Rufius
There are interesting stories alluded to in Sarah Walton’s Rufius, including the destruction of the Great Library at Alexandria, the repository for many ancient manuscripts that are lost to us forever. The story of how the Christian Bible was assembled is also referred to: supposed heretic texts that contradicted the approved story were destroyed, and the followers of those texts persecuted. Unfortunately, Walton has chosen to use those stories as backdrop only, focusing instead on her transgressive protagonist Rufius and his passion for his young adolescent ward, Aeson.
Walton makes it clear that Rufius’ sexual preferences are unusual; that as a cinaedus, a man who enjoys penetration, he was more likely to prefer adult men.
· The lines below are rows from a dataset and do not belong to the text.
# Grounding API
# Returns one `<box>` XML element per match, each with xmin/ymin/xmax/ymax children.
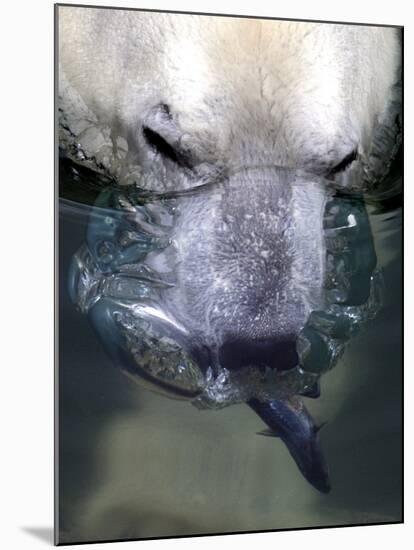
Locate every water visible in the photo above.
<box><xmin>57</xmin><ymin>153</ymin><xmax>402</xmax><ymax>544</ymax></box>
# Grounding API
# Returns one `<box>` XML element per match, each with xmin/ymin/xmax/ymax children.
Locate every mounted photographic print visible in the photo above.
<box><xmin>56</xmin><ymin>3</ymin><xmax>403</xmax><ymax>545</ymax></box>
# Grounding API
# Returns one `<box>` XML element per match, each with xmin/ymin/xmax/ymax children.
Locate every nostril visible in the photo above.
<box><xmin>219</xmin><ymin>336</ymin><xmax>298</xmax><ymax>372</ymax></box>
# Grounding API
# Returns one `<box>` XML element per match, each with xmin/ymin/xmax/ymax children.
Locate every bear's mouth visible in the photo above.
<box><xmin>67</xmin><ymin>165</ymin><xmax>382</xmax><ymax>408</ymax></box>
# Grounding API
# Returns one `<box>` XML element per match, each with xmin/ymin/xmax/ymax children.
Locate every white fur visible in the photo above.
<box><xmin>58</xmin><ymin>7</ymin><xmax>401</xmax><ymax>180</ymax></box>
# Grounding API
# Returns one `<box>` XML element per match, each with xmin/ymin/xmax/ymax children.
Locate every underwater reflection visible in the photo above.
<box><xmin>58</xmin><ymin>156</ymin><xmax>402</xmax><ymax>543</ymax></box>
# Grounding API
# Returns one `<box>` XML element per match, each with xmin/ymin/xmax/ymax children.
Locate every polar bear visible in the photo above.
<box><xmin>58</xmin><ymin>6</ymin><xmax>401</xmax><ymax>495</ymax></box>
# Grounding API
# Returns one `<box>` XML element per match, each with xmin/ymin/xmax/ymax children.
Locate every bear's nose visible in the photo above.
<box><xmin>218</xmin><ymin>336</ymin><xmax>298</xmax><ymax>372</ymax></box>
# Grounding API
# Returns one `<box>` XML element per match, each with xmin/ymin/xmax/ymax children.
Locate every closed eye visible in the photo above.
<box><xmin>142</xmin><ymin>126</ymin><xmax>191</xmax><ymax>168</ymax></box>
<box><xmin>329</xmin><ymin>149</ymin><xmax>358</xmax><ymax>176</ymax></box>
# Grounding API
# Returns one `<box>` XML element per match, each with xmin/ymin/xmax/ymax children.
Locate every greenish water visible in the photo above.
<box><xmin>58</xmin><ymin>156</ymin><xmax>402</xmax><ymax>544</ymax></box>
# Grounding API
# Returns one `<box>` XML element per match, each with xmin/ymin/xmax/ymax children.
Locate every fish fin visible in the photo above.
<box><xmin>256</xmin><ymin>428</ymin><xmax>280</xmax><ymax>438</ymax></box>
<box><xmin>248</xmin><ymin>397</ymin><xmax>331</xmax><ymax>493</ymax></box>
<box><xmin>315</xmin><ymin>421</ymin><xmax>327</xmax><ymax>434</ymax></box>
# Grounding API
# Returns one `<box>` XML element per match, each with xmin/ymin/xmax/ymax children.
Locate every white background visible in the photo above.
<box><xmin>0</xmin><ymin>0</ymin><xmax>411</xmax><ymax>548</ymax></box>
Some writers have written brilliantly about forbidden relationships, Lolita being the obvious example, but Walton is no Nabokov, and Rufius lacks an examination of the tension between what readers might find morally repulsive and what characters find enjoyable.
Rufius is not a terrible book, and it contains some interesting characters, particularly Aeson, but it does fall short of its potential. Ominous prophecies are uttered in the opening chapters but abandoned by the end. When Rufius is watching the destruction of the books around him he thinks of Euripides’ Bacchae, certain to be “on the Archbishop’s heretical hitlist”, but the Bacchae survived. How much better it would have been to choose or invent a text known to be lost to us? This is a small misstep, but it is indicative of the larger missteps taken with what could have been a great book.